James Capers Jr., Major
An extraordinary story of overcoming both institutional prejudice and extreme personal injury, Major James Capers Jr.—of the 3rd Force Reconnaissance Company—discusses his history leading up to being Commissioned by the United States Marine Corps and the actions during the “Broadminded” mission at Phu Lac that resulted in him being awarded the Silver Star medal.
James Capers Jr. believes he was born in South Carolina. Growing up in the 1930s, the records of African Americans were not very well kept—especially in the South—and Mr. Capers does not have a birth certificate and does not know exactly where he was born. (Although years later, after joining the military, the FBI did a search on his background, and gave him the birthdate of August 25th, 1937).

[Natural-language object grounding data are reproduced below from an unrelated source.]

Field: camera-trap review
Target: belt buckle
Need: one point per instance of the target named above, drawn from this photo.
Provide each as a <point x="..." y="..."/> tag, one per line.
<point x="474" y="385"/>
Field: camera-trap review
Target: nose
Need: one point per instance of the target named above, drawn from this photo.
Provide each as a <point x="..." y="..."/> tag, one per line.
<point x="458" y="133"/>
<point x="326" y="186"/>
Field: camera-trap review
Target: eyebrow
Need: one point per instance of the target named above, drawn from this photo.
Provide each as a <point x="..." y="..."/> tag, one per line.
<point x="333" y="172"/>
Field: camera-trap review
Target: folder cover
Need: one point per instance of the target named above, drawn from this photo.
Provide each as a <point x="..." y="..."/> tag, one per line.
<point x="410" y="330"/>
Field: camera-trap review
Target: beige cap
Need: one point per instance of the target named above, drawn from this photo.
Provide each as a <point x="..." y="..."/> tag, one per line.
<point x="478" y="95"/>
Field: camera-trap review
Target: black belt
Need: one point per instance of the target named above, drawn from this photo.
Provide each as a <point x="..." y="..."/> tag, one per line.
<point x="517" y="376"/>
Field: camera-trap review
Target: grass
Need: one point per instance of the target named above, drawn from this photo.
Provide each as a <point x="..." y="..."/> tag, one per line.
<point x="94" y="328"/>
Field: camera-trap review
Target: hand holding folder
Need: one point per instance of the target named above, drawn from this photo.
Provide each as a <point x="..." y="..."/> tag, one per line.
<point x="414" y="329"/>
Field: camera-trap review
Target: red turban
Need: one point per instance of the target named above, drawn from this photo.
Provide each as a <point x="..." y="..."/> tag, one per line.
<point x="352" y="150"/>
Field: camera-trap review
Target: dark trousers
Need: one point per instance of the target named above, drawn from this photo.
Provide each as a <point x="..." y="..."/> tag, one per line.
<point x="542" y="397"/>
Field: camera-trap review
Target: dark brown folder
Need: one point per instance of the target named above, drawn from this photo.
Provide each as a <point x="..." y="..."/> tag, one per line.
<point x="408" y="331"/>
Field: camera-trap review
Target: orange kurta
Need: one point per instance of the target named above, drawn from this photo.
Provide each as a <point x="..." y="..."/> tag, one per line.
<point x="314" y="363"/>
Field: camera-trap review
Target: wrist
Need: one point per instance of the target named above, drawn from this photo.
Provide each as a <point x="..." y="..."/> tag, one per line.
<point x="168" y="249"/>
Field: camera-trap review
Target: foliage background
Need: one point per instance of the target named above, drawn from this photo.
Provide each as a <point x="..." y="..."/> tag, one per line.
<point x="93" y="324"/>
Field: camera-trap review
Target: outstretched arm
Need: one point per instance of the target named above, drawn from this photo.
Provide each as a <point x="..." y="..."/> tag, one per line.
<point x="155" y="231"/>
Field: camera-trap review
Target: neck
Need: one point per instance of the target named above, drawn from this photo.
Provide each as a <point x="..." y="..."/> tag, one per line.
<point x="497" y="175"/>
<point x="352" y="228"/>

Major Capers grew up in the rural South as a part of a family of sharecroppers. The youngest of four children, he recalls his time in the South fondly, but short lived. Due to a warrant being put out for his father, the family fled to Baltimore, Maryland.
It was in Baltimore that Major Capers met his wife and also decided to join the military. He joined the United States Marine Corps in 1956, attending boot camp at Parris Island where he excelled, even winning Outstanding Rifle Marksmanship for being the best shot in boot camp. He then went to infantry training, which was cut short by a crisis in Egypt in which the Suez Canal was closed down. Although Major Capers was sent, the issue was resolved and they returned before ever leaving ship.
In 1958, then a Corporal, Capers was sent to Lebanon to evacuate Americans from the Embassy to get out of the way of a surrounding civil war. It was his first exposure to combat and lead to him being promoted to Sergeant. In 1959, Capers reenlisted, making the jump to Special Operations—also known as Force Recon or the Commandos. After rigorous testing, he became the first African American to join the Special Ops of the Marine Corps, as a Sergeant of the First Force Reconnaissance Company. He spent fifteen months with that team, much of it overseas.
It was during his stay at Fort Meade, Maryland that the United States entered the Vietnam War. Sergeant Capers was faced with a choice: stay home with his family or to serve his country and bring his brothers-in-arms home safe. While he couldn’t stand being at home while his fellow Marines were off fighting and dying for his country, his commander wouldn’t allow Capers to go because of his obligations to his growing family. Capers therefore volunteered for the Third Force Reconnaissance, and with the support of his wife, he got his wish to again serve overseas. Capers arrived in Vietnam in May of 1966. He first went to Nha Trang, conducting underwater diving missions to investigate sunken U.S. ships, followed by a stint in Da Nang, doing similar diving missions and getting his first taste of combat in Vietnam.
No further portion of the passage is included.